L'imputato, ricorrendo in Cassazione, deduceva violazione di legge e vizio di motivazione in relazione all'art. 24 Cost. e all'art. 420 ter c.p.p. perché la Corte, nel respingere immotivatamente l'istanza di rinvio dell'udienza del 5.2.2018 per legittimo impedimento proposta dall'unico difensore di fiducia, aveva di fatto leso il diritto di difesa dell'imputato.
La Cassazione non condivide le doglianze del ricorrente.
La Corte rileva che rientra nella discrezionalità del giudice di merito valutare insussistente l'impedimento a comparire difensore dell'imputato, eccepito mediante l'allegazione di certificato medico: siffatta valutazione può prescindere da una verifica fiscale e basarsi unicamente sul ricorso a nozioni di comune esperienza idonee a valutare l'impossibilità del soggetto portatore della prospettata patologia di essere presente in giudizio, se non a prezzo di un grave e non evitabile rischio per la propria salute.

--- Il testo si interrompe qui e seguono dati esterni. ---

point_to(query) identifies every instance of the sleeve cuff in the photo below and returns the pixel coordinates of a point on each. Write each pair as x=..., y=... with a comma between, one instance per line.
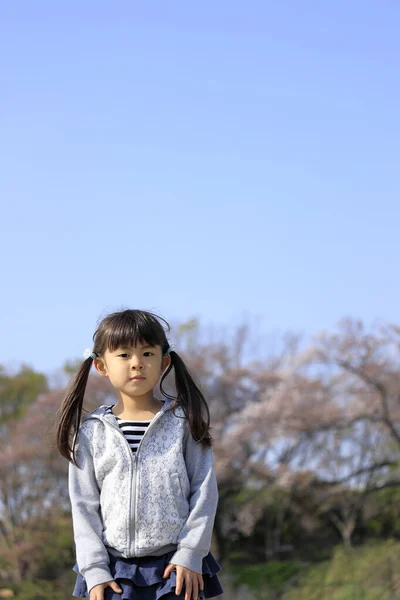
x=189, y=558
x=96, y=575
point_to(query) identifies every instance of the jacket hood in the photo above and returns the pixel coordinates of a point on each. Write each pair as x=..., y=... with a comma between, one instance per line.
x=101, y=411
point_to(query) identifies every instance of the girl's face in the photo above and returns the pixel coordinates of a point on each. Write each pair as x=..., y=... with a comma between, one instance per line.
x=133, y=371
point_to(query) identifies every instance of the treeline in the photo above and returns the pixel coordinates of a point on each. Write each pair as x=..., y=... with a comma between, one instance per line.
x=307, y=444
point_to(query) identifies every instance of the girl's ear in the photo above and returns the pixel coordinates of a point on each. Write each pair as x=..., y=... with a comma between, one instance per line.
x=100, y=367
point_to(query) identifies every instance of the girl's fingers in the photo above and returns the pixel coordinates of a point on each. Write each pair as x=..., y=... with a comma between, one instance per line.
x=201, y=582
x=114, y=586
x=188, y=588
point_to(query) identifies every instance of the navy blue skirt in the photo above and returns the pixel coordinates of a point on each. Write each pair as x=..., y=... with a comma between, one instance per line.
x=141, y=578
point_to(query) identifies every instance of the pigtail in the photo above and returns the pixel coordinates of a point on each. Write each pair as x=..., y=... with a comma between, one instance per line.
x=190, y=399
x=68, y=417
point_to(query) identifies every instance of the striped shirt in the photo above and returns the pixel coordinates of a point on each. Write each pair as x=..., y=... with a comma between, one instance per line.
x=132, y=430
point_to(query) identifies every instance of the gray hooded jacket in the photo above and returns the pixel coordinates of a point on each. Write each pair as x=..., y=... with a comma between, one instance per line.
x=162, y=498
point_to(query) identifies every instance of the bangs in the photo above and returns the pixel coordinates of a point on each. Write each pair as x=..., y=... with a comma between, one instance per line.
x=129, y=328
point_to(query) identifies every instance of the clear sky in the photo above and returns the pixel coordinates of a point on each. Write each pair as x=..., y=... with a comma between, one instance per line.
x=218, y=159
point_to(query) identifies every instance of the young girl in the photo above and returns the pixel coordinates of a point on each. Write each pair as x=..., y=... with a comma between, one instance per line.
x=141, y=475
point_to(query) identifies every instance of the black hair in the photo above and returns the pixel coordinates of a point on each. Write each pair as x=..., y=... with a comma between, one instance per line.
x=127, y=328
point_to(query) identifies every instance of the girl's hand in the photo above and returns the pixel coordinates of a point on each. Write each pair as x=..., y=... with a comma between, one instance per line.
x=193, y=581
x=97, y=591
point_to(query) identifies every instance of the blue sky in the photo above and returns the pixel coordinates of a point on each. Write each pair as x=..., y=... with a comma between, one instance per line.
x=225, y=160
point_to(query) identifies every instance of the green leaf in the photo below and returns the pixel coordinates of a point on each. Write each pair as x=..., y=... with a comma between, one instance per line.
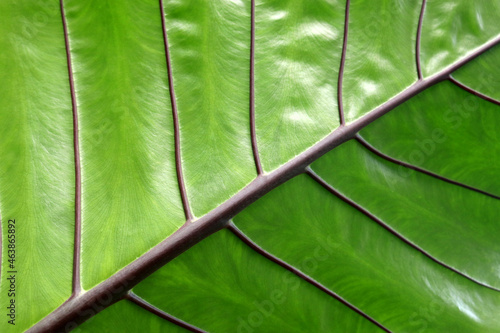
x=133, y=130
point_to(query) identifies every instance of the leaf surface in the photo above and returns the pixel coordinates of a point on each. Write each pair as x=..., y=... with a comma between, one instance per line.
x=135, y=129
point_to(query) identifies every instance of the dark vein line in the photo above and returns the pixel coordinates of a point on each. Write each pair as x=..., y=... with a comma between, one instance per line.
x=190, y=234
x=474, y=92
x=254, y=246
x=419, y=35
x=253, y=133
x=178, y=162
x=162, y=314
x=332, y=190
x=78, y=181
x=342, y=64
x=377, y=152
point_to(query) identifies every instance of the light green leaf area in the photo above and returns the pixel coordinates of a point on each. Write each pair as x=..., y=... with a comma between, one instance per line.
x=380, y=58
x=233, y=289
x=36, y=163
x=453, y=29
x=210, y=52
x=297, y=57
x=130, y=196
x=482, y=74
x=127, y=317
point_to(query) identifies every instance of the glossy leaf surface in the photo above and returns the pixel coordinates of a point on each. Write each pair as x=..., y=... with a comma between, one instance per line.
x=126, y=123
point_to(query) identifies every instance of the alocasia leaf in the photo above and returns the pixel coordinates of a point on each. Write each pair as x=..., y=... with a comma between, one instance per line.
x=132, y=130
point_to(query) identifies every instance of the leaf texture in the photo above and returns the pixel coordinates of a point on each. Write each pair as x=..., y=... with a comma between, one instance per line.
x=135, y=129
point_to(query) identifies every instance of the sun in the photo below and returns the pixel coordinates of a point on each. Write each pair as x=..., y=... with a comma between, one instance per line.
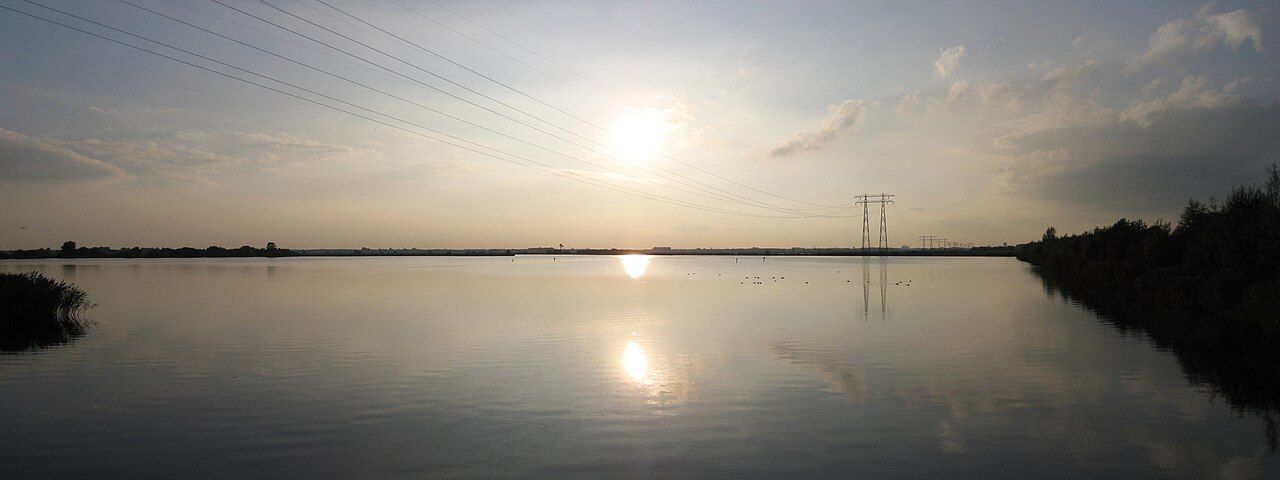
x=639, y=133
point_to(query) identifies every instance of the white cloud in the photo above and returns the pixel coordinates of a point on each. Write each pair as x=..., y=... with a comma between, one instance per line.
x=841, y=120
x=1201, y=33
x=949, y=60
x=1232, y=28
x=1193, y=92
x=39, y=160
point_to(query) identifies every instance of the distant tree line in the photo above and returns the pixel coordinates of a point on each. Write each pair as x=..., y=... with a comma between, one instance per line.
x=1207, y=288
x=1221, y=260
x=69, y=250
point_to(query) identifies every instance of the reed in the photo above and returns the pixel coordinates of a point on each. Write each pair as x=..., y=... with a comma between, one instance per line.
x=37, y=311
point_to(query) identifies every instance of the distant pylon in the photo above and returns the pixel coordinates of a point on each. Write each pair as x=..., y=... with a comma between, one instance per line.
x=883, y=200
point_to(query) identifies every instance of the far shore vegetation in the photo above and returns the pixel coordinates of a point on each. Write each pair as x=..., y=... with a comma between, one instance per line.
x=69, y=250
x=1208, y=287
x=39, y=311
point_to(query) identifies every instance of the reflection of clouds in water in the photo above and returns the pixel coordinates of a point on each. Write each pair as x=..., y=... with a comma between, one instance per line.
x=841, y=376
x=635, y=361
x=657, y=379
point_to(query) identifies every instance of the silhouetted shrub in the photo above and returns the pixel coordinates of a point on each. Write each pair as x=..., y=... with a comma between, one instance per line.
x=37, y=311
x=1207, y=288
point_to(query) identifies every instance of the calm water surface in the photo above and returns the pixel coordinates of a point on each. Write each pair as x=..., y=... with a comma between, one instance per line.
x=603, y=366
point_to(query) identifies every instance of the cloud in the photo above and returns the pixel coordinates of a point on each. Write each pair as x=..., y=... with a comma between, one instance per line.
x=36, y=160
x=1194, y=92
x=1201, y=33
x=841, y=120
x=1065, y=76
x=1201, y=147
x=910, y=103
x=949, y=60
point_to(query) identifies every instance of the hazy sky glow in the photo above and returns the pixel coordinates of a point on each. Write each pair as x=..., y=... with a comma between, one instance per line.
x=988, y=122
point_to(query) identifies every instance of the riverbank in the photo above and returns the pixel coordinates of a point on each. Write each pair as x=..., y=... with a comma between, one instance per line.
x=1207, y=288
x=36, y=310
x=187, y=252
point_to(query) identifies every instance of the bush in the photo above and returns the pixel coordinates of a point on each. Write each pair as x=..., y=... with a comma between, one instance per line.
x=37, y=311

Con specifico riferimento ai requisiti che la documentazione medica deve presentare per giustificare l'impedimento, si è specificato che certificato medico deve indicare una prognosi e precisare il grado di intensità dell'infermità e la sua attitudine a determinare l'impossibilità a lasciare l'abitazione, trattandosi di elementi essenziali per la valutazione della fondatezza, serietà e gravità dell'impedimento.
Ne deriva che è legittimo il provvedimento con cui il giudice di merito rigetti l'istanza di rinvio dell'udienza, per impedimento del difensore a comparire, documentata da un certificato medico che si limiti ad attestare un'infermità con stato febbrile e ad indicare una prognosi di quattro giorni senza l'indicazione degli altri elementi ritenuti essenziali, vieppiù in presenza di una diagnosi e di una prognosi che, secondo nozioni di comune esperienza, denotino l'insussistenza di una condizione tale da comportare l'impossibilità di comparire in giudizio, se non a prezzo di un grave e non altrimenti evitabile rischio per la propria salute.
La Cassazione evidenzia, quindi, come correttamente la Corte di Appello abbia rigettato la richiesta di rinvio proposta dal difensore, ritenendo insussistente l'assoluto impedimento a comparire: il certificato medico prodotto, infatti, lungi dall'attestare un impedimento assoluto, si limitava a prescrivere un periodo di riposo, senza precisare il grado di intensità dell'infermità diagnosticata e la sua attitudine a determinare l'assoluta impossibilità di lasciare l'abitazione e di partecipare all'udienza fissata per tre giorni dopo il rilascio dell'attestazione medica, allorquando le condizioni fisiche potevano essere migliorate.
La Corte rigetta, quindi, il ricorso e condanna il ricorrente al pagamento delle spese processuali.